Original Bill of Rights will call Philly its home

Gov. Tom Corbett spoke Wednesday at the National Constitution Center, which announced an agreement with the New York Public Library. Students from Samuel Powel Elementary were on hand for the event. Rikard Larma/Metro
Gov. Tom Corbett spoke Wednesday at the National Constitution Center, which announced an agreement with the New York Public Library. Students from Samuel Powel Elementary were on hand for the event. Rikard Larma/Metro

One of the original copies of the Bill of Rights is coming home.

The National Constitution Center, just steps away from Independence Hall where the original 10 amendments to the United States Constitution were conceived, will now display one of the 12 surviving copies on loan from the New York Public Library.

In an agreement between the library and the Commonwealth, the historic document will be displayed at various venues throughout both New York and the Commonwealth for the next 100 years. It will be on display at the Constitution Center from Fall 2014 until 2017.

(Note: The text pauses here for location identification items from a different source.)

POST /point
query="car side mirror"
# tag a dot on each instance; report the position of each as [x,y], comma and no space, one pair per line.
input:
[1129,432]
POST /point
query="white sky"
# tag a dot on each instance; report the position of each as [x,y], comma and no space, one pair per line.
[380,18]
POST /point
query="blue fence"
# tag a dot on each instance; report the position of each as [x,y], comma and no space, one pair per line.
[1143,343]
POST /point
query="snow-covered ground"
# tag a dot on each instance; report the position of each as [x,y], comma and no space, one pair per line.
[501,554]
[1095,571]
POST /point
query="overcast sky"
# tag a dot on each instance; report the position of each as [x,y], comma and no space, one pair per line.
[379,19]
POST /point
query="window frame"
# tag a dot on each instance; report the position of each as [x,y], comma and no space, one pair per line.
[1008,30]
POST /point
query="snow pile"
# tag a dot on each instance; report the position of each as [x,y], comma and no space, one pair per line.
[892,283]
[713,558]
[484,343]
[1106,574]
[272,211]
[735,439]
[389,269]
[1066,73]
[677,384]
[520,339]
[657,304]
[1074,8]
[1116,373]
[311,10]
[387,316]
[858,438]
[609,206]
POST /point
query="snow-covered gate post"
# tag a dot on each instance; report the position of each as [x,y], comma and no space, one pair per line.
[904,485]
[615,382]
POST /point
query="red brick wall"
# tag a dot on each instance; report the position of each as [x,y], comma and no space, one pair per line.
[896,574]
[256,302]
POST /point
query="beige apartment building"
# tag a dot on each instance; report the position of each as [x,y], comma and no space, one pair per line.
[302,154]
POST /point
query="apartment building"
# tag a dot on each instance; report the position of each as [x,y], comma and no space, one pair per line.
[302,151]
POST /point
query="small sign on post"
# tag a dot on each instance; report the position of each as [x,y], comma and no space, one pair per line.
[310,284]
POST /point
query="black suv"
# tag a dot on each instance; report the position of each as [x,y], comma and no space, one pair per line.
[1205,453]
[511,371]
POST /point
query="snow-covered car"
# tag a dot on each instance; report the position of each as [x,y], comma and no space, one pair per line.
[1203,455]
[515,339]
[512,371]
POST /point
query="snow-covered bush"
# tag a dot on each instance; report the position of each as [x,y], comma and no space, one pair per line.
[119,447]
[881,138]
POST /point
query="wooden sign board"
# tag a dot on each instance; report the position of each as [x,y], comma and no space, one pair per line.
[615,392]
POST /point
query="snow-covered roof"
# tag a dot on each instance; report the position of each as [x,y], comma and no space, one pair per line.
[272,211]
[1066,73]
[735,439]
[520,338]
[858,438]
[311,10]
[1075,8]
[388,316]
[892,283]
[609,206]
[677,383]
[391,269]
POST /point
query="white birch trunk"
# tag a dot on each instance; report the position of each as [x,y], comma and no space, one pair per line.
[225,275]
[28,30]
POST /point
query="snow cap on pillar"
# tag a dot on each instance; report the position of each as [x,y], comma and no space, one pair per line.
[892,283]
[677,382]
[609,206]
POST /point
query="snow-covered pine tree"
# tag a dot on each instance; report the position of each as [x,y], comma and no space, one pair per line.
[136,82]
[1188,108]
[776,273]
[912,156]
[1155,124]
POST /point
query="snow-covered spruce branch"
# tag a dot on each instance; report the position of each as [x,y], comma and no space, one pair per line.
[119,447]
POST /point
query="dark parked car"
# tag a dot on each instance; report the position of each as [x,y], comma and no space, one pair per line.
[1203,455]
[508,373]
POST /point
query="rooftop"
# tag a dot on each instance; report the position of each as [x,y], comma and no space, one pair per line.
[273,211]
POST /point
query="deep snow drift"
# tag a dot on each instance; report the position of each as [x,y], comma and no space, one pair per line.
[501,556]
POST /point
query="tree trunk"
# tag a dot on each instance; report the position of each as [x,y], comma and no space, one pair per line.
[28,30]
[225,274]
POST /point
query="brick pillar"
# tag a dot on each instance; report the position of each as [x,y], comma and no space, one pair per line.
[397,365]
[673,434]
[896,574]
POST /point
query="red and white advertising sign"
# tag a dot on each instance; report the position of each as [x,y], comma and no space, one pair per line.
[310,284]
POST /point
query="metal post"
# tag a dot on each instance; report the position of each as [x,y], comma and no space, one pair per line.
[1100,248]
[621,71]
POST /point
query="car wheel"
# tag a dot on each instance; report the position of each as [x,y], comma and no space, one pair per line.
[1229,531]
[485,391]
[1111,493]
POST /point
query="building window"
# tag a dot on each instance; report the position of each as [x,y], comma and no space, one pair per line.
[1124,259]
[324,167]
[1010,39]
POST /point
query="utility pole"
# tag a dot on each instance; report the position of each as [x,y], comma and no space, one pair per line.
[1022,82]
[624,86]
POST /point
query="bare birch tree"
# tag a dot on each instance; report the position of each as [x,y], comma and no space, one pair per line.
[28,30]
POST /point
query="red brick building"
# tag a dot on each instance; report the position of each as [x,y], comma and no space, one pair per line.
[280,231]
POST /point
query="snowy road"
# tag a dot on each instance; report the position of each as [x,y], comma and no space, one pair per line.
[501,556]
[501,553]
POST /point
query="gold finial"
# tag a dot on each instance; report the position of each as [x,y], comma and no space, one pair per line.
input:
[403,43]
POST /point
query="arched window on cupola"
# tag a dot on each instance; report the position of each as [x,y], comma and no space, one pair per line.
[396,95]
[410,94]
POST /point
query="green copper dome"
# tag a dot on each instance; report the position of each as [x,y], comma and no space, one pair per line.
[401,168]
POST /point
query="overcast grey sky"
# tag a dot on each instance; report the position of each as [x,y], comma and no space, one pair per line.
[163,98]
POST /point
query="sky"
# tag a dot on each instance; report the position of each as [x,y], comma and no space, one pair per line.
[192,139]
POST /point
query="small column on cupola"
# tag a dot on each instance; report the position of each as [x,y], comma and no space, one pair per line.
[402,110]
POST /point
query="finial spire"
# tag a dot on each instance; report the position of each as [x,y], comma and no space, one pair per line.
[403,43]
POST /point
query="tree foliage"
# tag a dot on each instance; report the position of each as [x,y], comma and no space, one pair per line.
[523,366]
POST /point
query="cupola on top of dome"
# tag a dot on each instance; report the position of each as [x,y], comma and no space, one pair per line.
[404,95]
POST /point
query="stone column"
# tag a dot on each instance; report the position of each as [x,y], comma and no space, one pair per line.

“For the first time in decades, this historic document will be seen by ‘We the People,’ the people who were granted these inalienable rights and privileges that we are still guided by today,” said Gov. Tom Corbett, who spoke at the museum this morning.

The Federal Government and each of the 13 states received a copy of the Bill of Rights in 1789. Today, only 12 remain.

The library, which obtained the copy in 1896 ,hasn’t displayed the document for extended periods of time due to preservation concerns.

Scholars believe New York’s original copy was destroyed in a fire. Pennsylvania’s copy disappeared in the 19th Century.

The original 10 amendments to Constitution are referred to as the Bill or Rights. The 10 were added after the Constitution was signed at the request of revolutionaries.

Since the adoption of the list in 1791, 17 more amendments have been made.